Total pages in book: 25
Estimated words: 23355 (not accurate)
Estimated Reading Time in minutes: 117(@200wpm)___ 93(@250wpm)___ 78(@300wpm)
Estimated words: 23355 (not accurate)
Estimated Reading Time in minutes: 117(@200wpm)___ 93(@250wpm)___ 78(@300wpm)
The muscles in my lower stomach are still jumping from the hard-as-hell orgasm Adam just gave me. But it's not just the orgasm making me spiral, or the way he handled me. It's the look in his eyes. The heat and hunger there wasn't something I imagined. And when he said, "I take care of what is mine.”
Fuck.
That's what made me come. Not just the physical things he did, but the fact that I wanted him to take care of me in every possible way. Even calling him Daddy was hot as hell. He seemed so serious, so totally focused on my pleasure and nothing else.

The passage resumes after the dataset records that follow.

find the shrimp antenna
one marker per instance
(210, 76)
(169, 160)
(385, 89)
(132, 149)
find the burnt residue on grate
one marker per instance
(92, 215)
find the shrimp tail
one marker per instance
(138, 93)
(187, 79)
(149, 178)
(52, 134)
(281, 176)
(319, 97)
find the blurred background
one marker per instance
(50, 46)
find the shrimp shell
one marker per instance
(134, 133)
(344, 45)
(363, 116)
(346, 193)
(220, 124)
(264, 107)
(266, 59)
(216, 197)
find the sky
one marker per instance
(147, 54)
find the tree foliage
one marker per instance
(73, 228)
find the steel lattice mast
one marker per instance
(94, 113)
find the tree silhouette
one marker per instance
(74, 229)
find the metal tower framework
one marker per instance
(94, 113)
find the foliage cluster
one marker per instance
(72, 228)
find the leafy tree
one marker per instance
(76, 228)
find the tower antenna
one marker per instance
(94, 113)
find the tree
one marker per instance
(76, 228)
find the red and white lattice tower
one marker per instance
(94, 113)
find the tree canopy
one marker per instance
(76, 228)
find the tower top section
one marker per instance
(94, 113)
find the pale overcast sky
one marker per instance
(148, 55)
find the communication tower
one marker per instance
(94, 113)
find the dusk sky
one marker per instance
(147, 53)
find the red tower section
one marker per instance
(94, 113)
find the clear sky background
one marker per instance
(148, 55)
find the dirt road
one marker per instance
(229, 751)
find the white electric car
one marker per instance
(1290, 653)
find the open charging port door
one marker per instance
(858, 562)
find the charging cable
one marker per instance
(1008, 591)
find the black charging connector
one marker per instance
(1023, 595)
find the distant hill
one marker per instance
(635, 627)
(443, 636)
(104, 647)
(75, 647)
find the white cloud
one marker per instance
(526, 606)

And then he left. Telling me we both needed time to think. He's not wrong. Things are all tangled up with our situation. My mom, his dad. Ugh. It's all so weird when I think too hard about it.
I jump when my phone buzzes on the bathroom counter, and I lunge for it, desperate for a distraction. It’s a call from Elise, my old friend. I answer immediately, hoping her dramatics will drown out my own inner chaos.
“Laurie!” Elise’s voice is bright and bubbly as always. “I’m throwing a party tonight at the Sullivan house. You have to come.”
The Sullivan house is her parents’ estate, but from the gossip I picked up from my mother, her parents have been spending most of their time in Hawaii these days. "What's the occasion?"
"No occasion! It's summer, and it's Friday. That's reason enough to celebrate."
I bite my lip, hesitating. Adam said we'd talk when he got back. But I can't deny that I'm hurt. He ran off and left me after something so intense. Even if his reason made sense, it still sucks.
I'm taking too long to answer, so Elise continues, “Please tell me you’re not still hiding out in that giant house like some kind of recluse. You need to get out, have some fun. Forget whatever—or whoever—is bugging you.”
“Fine. What’s the dress code?”
“Something fabulous, of course. You’ve got two hours. Be there or be square!”
I hang up and toss my phone onto the counter, staring at myself in the mirror again. Elise is right. I need to get out of this house, away from Adam, away from my stupid, swirling thoughts.
But as I head back into my room to find something to wear, I can’t stop wishing I’d been just a little braver back on the bed. Maybe if I pulled him off the floor so he covered me with his hot, hard body...
I shake my head again. “Nope, nope, nope, nope. Not going there.”
Still, as I pull out a black dress that hugs every curve just right, I can’t help but wonder if Adam will notice when I slip out tonight or if he’ll even care.
An hour later, I zip up the black dress, the smooth fabric leaving little to the imagination. I turn side to side in the mirror, fluffing my bright blond hair over one shoulder. My dark blue eyes stand out, framed by just enough eyeliner to make them pop, and my lips, painted a deep red, curve in a satisfied smile.
Objectively, I look good. But no matter what outfit, hair, or makeup I have on, I feel hollow, almost. Like all this is for show, a shiny shell to distract from what’s actually going on inside.
Which is a whole hell of a lot of feeling for Adam Lawson, the only man I've ever wanted.
And my stepbrother. Dammit.
Elise and Adam are both right. I really need to get out of this damned house and get some space.
The click of my heels echoes through the empty house as I descend the stairs and head towards the marble foyer. I have no idea if Adam is even home, and as much as I want to go looking, I've sworn to myself that I won't. Tonight is about getting him out of my mind, at least for a time. I can't do that in the same bedroom where he ate me out, or sitting in the living room with him watching soccer, just a few feet away.
I need to do some living to clear my head, and I almost make it to the front door when I hear his voice, low and oh-so-close behind me. "Where do you think you're going?"
He sounds curious, but there's a distinct unhappiness beneath it. I whirl around, startled, and find Adam standing at the base of the stairs, his arms crossed over his chest. His eyes sweep over me, and I swear they widen for a split second before narrowing into something sharp and possessive.
Oh, it would be so easy to saunter up to him and loop my arms around his neck. Instead, I tell him the truth, even as heat flares in my cheeks. "Out."
“Like that?” he asks, gesturing vaguely to my dress.